Take Off the Mask

Ann Spangler
Ann Spangler
2015 23 Mar

John Ortberg makes the point that many of us are afraid to reveal who we really are, especially in church. The very place that should be a refuge for us, a safe place to reveal ourselves, is too often the place where we put on masks. But even the most carefully constructed mask will eventually slip. Ortberg tells of being in a store one day with one of his children who was pestering him for a toy. Finally, in exasperation, he responded, “No, I’m not going to get you that toy. I’m not going to get it for you today. I’m not going to get it for you tomorrow. I’m not going to get it next month or next year. I am never going to get it for you! Do you understand? When you’re seventy and I’m a hundred years old, I’m still not going to get it for you!”

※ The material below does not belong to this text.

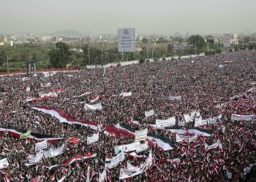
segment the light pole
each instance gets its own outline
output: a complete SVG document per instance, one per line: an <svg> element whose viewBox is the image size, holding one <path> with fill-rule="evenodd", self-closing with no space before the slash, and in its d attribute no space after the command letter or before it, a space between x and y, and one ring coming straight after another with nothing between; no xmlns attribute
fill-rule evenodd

Just then the clerk looked at him and said, “You look awfully familiar. Do you teach at Willow Creek Community Church?”

Ortberg recounts what happened next: “I said, ‘Yes, my name is Bill Hybels.’ I didn’t really say that, but I wanted to. I wanted to hide. It was awful.”1

The problem with hiding is that we miss out on the benefits that come from true community. Why? Because God doesn’t build on falsehoods. Neither will he build up a congregation where everyone is intent on projecting a false self. As Ortberg observes, “It’s possible for people to attend the same church . . . year after year, without anyone ever knowing them. . . . Nobody knows their marriage is crumbling, their heart is breaking. Nobody knows they are involved in a secret pattern of sin that is destroying their soul. This is not God’s plan. It’s a mockery of community.”2 Church is meant to be a place where people are healed. It’s a hospital, not a set for filming a major motion picture.

You needn’t reveal your deepest secrets to everyone you meet in church. But you should have at least a few people who know you well and one or two you can talk to about your trials, temptations, and failings.

1. John Ortberg, Laurie Pederson, and Judson Poling, Groups: The Life-Giving Power of Community (Grand Rapids, MI: Zondervan, 2000), 50.

2. Ibid., 52–53.

(Image courtesy tutu55 of at freeimages.com)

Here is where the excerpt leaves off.